In the static hold she saw his chest, pale as a tadpole; she could have stood him before a bright light and seen his organs. Eights years on and he would have filled out, perhaps a paunch to accompany his promotions to Assistant Department Director, perhaps even a tanning salon gift token. When she backed out of the engagement he had spent three days on hold with the airlines and paid for part of the ticket when the cheapest, most circuitous route exceeded her savings. Going through her medicine cabinet, he had made a list of her favorite toiletries and purchased a half dozen of every tube, bottle, and canister for her to take home. She said she would come back. He said she would come back. The morning she left he wheeled the Samsonite, another parting gift, to the curb outside the international student dormitory, and sat beside her in the taxi, a cool perspiration on his palm, the city gliding past. When she said, half jokingly, as they reached the Heathrow turnoff, that he must be glad to be rid of her, because why else had he made it so easy for her to go, he buried his face in the crook of her shoulder and twelve hours later, in a lavatory twenty-five thousand feet over Ukrainian wheat fields, she found a streak of his hardened mucus and for a moment mistook it for her first gray hair.

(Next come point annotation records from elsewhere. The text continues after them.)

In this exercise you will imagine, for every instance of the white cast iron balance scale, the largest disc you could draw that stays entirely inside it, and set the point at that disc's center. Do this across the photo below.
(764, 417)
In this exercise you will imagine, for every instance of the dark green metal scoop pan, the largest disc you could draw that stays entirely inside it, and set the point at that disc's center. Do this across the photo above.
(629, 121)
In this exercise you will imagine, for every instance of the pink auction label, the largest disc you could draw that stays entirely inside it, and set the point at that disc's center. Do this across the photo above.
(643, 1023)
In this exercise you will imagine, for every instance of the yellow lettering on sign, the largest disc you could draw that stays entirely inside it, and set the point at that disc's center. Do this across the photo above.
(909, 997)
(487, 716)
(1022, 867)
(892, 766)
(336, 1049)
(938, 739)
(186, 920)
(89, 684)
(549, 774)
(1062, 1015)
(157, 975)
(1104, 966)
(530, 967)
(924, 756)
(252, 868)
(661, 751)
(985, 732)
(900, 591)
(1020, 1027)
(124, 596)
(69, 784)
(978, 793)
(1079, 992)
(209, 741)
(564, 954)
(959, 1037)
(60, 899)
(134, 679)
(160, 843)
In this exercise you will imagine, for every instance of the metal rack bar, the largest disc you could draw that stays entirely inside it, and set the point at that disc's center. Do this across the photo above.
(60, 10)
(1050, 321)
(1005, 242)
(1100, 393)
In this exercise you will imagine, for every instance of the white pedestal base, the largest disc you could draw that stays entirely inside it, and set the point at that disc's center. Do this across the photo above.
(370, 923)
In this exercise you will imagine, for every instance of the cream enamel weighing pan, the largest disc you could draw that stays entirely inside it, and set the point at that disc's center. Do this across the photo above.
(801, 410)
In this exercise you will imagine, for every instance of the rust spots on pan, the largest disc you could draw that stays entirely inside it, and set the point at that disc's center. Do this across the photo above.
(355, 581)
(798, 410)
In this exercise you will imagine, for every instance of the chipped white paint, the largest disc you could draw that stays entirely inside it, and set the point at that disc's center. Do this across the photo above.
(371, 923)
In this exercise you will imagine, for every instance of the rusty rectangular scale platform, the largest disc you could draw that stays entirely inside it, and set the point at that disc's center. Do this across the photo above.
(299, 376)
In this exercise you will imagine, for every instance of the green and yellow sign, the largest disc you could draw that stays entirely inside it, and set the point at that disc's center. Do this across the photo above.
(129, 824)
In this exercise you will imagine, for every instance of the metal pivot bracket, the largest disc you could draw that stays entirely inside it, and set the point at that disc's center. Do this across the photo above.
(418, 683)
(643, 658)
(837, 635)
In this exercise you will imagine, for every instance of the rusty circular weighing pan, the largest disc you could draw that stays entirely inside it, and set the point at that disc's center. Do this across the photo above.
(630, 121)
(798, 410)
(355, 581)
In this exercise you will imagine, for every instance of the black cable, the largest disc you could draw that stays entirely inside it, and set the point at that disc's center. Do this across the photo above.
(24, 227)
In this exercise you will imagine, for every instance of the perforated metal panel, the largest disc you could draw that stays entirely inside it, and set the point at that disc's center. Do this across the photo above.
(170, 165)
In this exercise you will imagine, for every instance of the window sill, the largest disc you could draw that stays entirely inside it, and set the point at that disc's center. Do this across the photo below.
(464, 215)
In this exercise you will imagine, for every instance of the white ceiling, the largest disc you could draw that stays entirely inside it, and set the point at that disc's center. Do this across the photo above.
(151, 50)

“Sonja?” Janice said. “Brendan’s left for a meeting. Can I take a message?”
They hadn’t spoken since the previous month. He had contacts at Memorial and the Red Cross and if Natasha’s name were to be typed into a computer he would know of it. Usually the moments before the call went through were honed with the hope that this month, this time, he would have an answer. But today was different. Today she just wanted him to know she was still alive. “Just tell him I called.”
“And you spell your name with a j, yeah?”
She had asked him about it once, on their third or fourth coffee after classes. She wanted to know why Raskolnikov’s love was transliterated as Sonia or Sonya but never Sonja. “Because that’s how you spell it in English,” Brendan had said. “Only Swedes spell it with a j.” “Swedes are foreigners, too,” she said, and held that j as the one letter in her name that was hers.